The Relative Coolness of Marlon Brando

        The most well-known facts about Marlon Brando are of course that he was an actor, a bad boy, and just generally odd.  These, however, are extremely topical.  Why was he an actor?  What made him a bad boy?  Was he odd, or did he just develop his own style and ways of thinking?  The man had an interesting life start to finish, contributing non-stop to his image, because of course the first thing anyone thinks when they hear the name Marlon Brando is, “oh, he was cool.”

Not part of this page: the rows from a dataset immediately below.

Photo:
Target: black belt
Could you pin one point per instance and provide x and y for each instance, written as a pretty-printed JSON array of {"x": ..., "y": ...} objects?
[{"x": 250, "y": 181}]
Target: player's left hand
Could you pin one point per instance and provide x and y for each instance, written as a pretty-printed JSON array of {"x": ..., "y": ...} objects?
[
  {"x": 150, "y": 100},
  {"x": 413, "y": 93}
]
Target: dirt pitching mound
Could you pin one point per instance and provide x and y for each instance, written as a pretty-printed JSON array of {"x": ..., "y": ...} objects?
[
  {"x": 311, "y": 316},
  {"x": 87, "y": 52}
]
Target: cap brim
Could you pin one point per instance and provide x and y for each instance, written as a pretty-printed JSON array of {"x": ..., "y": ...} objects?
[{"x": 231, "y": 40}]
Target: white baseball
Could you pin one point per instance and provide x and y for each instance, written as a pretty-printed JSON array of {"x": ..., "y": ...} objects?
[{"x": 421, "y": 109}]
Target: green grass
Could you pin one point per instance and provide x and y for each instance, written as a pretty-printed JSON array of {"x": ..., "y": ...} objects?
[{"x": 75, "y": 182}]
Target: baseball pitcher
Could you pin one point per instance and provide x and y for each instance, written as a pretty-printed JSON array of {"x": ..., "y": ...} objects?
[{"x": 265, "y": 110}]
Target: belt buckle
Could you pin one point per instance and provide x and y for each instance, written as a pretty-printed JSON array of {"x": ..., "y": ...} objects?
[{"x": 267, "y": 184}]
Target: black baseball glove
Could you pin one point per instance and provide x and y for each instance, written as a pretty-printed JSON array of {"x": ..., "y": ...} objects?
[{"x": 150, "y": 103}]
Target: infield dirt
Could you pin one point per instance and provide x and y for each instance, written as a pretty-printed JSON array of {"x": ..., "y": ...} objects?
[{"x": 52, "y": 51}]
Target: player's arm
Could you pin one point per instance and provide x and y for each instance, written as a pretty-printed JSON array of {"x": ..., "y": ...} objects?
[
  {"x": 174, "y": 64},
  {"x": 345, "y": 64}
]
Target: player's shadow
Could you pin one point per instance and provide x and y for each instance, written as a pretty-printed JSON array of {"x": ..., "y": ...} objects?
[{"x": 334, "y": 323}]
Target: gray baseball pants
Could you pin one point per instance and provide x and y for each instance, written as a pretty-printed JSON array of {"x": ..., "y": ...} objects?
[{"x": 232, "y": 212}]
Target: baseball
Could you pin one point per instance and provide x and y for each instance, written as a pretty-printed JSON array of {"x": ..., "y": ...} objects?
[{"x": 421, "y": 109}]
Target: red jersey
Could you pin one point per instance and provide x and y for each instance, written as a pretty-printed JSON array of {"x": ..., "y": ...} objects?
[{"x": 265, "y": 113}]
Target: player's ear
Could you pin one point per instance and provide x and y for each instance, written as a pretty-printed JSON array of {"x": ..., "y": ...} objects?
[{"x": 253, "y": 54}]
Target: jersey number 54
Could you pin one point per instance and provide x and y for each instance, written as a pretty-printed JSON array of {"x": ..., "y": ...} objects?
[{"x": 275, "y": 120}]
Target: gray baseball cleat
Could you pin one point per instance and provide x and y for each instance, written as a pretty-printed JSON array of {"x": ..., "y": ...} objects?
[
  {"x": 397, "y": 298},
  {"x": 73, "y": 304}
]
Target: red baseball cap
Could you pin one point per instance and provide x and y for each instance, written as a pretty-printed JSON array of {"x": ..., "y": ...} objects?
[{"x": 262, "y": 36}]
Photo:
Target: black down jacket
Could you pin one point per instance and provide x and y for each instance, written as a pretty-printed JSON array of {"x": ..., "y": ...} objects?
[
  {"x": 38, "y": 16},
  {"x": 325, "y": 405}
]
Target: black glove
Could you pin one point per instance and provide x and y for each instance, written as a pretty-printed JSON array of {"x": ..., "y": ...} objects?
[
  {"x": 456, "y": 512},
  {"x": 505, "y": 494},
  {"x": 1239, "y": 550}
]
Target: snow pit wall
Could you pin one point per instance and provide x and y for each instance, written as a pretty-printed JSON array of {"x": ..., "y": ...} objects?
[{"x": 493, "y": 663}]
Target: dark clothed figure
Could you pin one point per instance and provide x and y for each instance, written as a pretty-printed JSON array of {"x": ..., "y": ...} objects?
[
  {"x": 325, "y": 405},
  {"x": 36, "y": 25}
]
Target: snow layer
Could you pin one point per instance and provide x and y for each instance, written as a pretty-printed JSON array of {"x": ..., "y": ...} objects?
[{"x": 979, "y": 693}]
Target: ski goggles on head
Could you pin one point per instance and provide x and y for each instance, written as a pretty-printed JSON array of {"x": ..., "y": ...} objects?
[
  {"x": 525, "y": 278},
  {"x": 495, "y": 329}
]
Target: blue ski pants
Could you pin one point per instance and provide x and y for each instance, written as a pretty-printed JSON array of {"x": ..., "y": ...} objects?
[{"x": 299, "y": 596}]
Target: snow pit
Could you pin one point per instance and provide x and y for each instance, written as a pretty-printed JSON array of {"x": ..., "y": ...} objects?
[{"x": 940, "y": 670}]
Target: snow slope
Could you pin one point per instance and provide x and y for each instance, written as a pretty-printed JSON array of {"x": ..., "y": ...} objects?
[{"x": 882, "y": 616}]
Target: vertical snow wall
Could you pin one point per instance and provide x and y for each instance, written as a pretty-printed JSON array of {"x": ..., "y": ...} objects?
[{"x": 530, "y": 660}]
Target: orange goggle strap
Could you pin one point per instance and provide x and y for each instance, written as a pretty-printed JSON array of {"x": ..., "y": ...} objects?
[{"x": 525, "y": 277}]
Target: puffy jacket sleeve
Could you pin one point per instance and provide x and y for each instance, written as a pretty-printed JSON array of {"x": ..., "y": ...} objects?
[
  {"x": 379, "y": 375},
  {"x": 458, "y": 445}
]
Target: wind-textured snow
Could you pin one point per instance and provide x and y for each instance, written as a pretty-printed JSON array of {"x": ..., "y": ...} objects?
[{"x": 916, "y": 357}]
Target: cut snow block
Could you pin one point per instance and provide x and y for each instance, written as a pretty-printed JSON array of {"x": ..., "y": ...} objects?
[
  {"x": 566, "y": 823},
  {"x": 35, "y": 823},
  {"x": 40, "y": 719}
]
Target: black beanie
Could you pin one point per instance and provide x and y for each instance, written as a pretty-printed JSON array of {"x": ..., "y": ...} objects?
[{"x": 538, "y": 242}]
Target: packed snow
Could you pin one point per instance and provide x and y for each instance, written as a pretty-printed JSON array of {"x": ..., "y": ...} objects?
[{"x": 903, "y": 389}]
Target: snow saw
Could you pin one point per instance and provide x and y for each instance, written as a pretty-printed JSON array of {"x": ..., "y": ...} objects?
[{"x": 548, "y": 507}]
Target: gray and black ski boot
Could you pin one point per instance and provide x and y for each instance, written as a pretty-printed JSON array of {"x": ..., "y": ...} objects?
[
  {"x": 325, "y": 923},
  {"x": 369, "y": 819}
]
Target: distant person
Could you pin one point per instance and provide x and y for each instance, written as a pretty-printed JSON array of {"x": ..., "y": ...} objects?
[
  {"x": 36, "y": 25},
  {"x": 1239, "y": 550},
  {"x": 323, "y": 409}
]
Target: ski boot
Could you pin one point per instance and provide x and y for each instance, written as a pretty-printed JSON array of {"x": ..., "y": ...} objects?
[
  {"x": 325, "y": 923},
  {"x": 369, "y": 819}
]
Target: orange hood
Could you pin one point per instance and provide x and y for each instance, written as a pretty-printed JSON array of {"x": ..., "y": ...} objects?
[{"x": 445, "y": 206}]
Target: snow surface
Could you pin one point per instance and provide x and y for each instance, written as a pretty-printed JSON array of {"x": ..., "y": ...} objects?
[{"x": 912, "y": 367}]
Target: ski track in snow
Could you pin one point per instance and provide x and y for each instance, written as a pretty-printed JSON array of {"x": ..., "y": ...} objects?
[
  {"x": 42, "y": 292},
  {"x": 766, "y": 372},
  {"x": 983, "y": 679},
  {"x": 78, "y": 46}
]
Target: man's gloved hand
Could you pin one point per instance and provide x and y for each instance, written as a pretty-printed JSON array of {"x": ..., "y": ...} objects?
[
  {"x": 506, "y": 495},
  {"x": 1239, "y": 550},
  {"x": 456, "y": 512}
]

        Brando began acting as a child, not on a stage or in front of a camera, but for his alcoholic mother.  He was born in 1924 in Omaha, Nebraska and living most his early life in Libertyville, Illinois.  With a traveling salesman, abusive, and alcoholic father and two older sisters who flew to New York to pursue acting and art, only Brando was left to care for her ("BIOGRAPHY: Marlon Brando Lifetime").  This lack of a ponies and playtime childhood no doubt threw Brando into the first stages of cool.  Cool has responsibilities; he had to work and care all through his early life.  However, this does not mean he sat in the shadows and did all he was told; Brando was expelled from Libertyville High School after riding his motorcycle through the hallways, and was later also expelled form a military academy for excessive insubordination.  Rebellion is a huge part of cool, and this act thrust him into the rest of his life (Pountain, 2000)  .  Brando then did what all the cool do, he got out and moved to the city.  Following his sisters to New York, he studied at the Actors’ Guild under Stella Adler.  He started down this career path because in his early life, acting was all that he enjoyed, not to mention his father disapproved and it gave him a chance to explore himself.

        Acting is central to self mastery, which, according to Nietzsche, is central to developing into an ubermensch.  Brando’s preferred style of acting was even more about control of the self and mind: method acting.  He drew from his childhood and experience, even recalling his father’s violence; “If I have a scene to play and I have to be angry, I can remember my father hitting me” (Sheridan).    Beginning in the mid-40’s, his acting career took off from the start in his Broadway debut in I Remember Mama.  In 1951, Brando’s second film forever secured his name in Hollywood: A Streetcar Named Desire.  Nominated for Best Actor, Brando was praised for how realistically he portrayed the role.  No one had ever acted with such raw emotion.  

In his childhood it seems he was so unwanted that he looked for an identity that could be acceptable.  He became the epitome of what actors strived to achieve on-screen.  In this time period, the middle of the twentieth century, there was this thirst for rebellion.  People were throwing off tradition in every aspect of life, and Brando provided this cultural revolution with a face.  Los Angeles magazine described him as “rock n roll before anyone knew what rock n roll was.”  Brando inspired later bad boys like Elvis and James Dean.  They attempted to mimic his style.  Sure the type existed on the streets of New York or in the maw of Chicago, but Brando, in today’s terms, went viral.  He became an actor, not because of the money or because of the fame, it was literally the only thing he felt he could do.  

Brando was also interested in a sort of self-discovery.  He read books upon books on the human mind, effects of childhood experience, philosophy, psychology, religion, so on and so forth, studying philosophers such as Nietzsche and Freud (Bosworth, 2001). He often discussed, in adolescence, with his mother whether he should become an actor or minister, though he never quite understood religion.  Brando was disgusted by his father who raised and punished Brando and his sisters based on ideals of the Bible, but who would also beat them, drink, and have affairs. Brando’s only real connection to religion was his constant awe and respect for nature.